Facing similar problems
The International Jury is composed of five recognized experts in the area of girls’ and women’s education, representing all regions: Ms Aïcha Bah Diallo (Guinea), Ms Hayat Sindi (Saudi Arabia), Ms Zheping Xie (China), Mr Maxime Forest (France) and Ms Gloria Bonder (Argentina).
“This prize shows that women on all continents are facing similar problems. We have received so many submissions of such a high standard and I think in the future, as the prize grows, these will be of an outstanding quality,” said jury member Ms Sindi.
For Ms Bah Diallo, this prize comes at the right time. “Women’s empowerment is the “dorsal fin” of the whole Sustainable Development Agenda. We know, for example, that if we educate women about health we educate a whole family,” she said.

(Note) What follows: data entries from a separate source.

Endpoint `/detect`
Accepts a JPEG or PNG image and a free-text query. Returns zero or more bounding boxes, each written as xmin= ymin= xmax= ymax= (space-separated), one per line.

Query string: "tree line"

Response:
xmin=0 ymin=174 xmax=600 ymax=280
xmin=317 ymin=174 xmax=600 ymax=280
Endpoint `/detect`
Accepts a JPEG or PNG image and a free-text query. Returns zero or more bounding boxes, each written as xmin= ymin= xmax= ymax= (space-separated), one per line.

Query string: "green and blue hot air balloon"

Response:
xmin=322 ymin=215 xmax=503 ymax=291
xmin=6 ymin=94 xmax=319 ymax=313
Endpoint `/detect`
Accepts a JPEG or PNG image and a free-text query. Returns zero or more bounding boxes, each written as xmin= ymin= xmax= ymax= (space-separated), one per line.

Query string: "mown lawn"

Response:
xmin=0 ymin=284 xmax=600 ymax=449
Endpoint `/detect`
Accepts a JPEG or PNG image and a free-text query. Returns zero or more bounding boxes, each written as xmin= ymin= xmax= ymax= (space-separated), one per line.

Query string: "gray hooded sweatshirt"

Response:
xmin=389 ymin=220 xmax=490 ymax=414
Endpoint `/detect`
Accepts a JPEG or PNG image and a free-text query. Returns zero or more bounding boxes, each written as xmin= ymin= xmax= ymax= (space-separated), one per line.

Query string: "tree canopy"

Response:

The Prize will contribute to the attainment of the 2030 Sustainable Development agenda, launched last September, particularly SDG goals 4 on education and 5 on gender equality.
Established by UNESCO’s Executive board in 2015, the Prize is awarded each year to individuals, institutions and organizations honouring their outstanding contributions to the advancement of girls’ and women’s education. It is supported by the Government of the People’s Republic of China.
Ms Xie says that China had experiences to share and are promoting them through this prize. “My grandmother’s generation had a high illiteracy rate and my mother was the first girl in her village to go to school. I think China’s story recognizes the importance of education and how it can benefit other parts of the world. This prize is a very promising start,” the jury member said.
The official announcement on the selection will be made shortly after the Jury Meeting. The two selected laureates will receive a certificate and a monetary award of USD 50,000 each at an official award ceremony to take place in Beijing, China in June 2016.